Tag: Britain

| Books, Food

I just finished writing my next book

Provisionally titled Tastes of Britain: How Eight Meals Shaped a Nation, my fourth book launch in two-and-a-bit years should be my last for a while… 

Never mind the quality, feel the width.

 

High quality problems don’t come much higher than an editor at Penguin saying, ‘We loved your last book [for us]and we’d like another one, but we’d like it from you sort of now-ish’ when you’re already knackered from writing three books in eighteen months for three different publishers. Of course I said yes, immediately.

One of the benefits of Dry January (there are pros and cons) is that I get a bit of an energy spike because I sleep better, and also I’m not going out as much. So last January I rattled out an idea, which Penguin liked, and this January, after researching it for nine months and then sitting down to write it at the start of November, I finished the book. That’s the quickest I’ve ever turned a book around – it usually takes two years from start to finish.

A book about the meals that shaped Britain may seem like a bit of a departure for me. It is, really: there are cameos from beer, cider and pubs but only in passing. But some of the themes in this book have been kicking around in my head since at least 2009, and they come from exactly the same place as my first two beer books: what makes us tick? How did we get to be the people we are? And why do we seem so curiously reticent about shouting about the things we’re really good at?

To explore these issues and more, I trawled through survey after survey that asks us what our favourite meals are. I chose the meals that kept coming up in every one, and compiled my own list of eight. This list definitely misses off some national favourites and classics, but just like when I was visiting beer drinking countries for Three Sheets to the Wind, you have to have a cut-off point in numbers much lower than you would ideally like if you want to do justice to the ones you’ve chosen. So there are eight (it crept up from a magnificent seven) in total.

For each meal, I choose the perfect location to eat the typical, most representative example of it (not the best – at least, not necessarily) and go there and eat it.
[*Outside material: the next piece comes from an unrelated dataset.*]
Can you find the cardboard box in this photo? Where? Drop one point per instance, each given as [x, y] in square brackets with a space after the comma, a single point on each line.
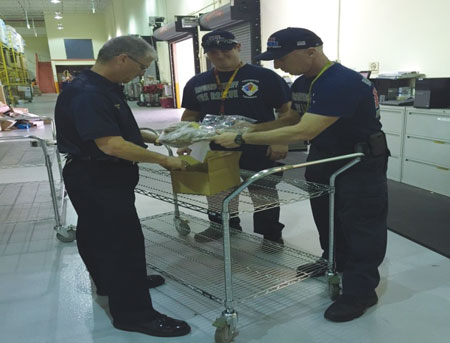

While doing so, I explore its history; I look at the emerging discipline of food studies to see what it tells us about ourselves; I explore why in most cases the meal seems to be under threat even as we say it’s one of our favourites; and explore personally what the meal means to me, growing up as a distinctly working-class northern lad and now being a fully paid up member of the middle-class north London Metropolitan foodie elite, or so I’m sometimes told on Twitter. Lots of things shape our attitudes and relationships with food – class is a pretty big one.

I won’t say any more just now because we still have the editing process to go through. It’s due out in September, and I’ll release more details before then. And I’m sure many passages will be cut, some of which I might be able to use for previews here or elsewhere.

Apart from that, I’m taking a break from writing and working on ideas for books for a short while, for the first time since 2014. This means I should finally have time for more blogging again, as well as having a social life… see you around.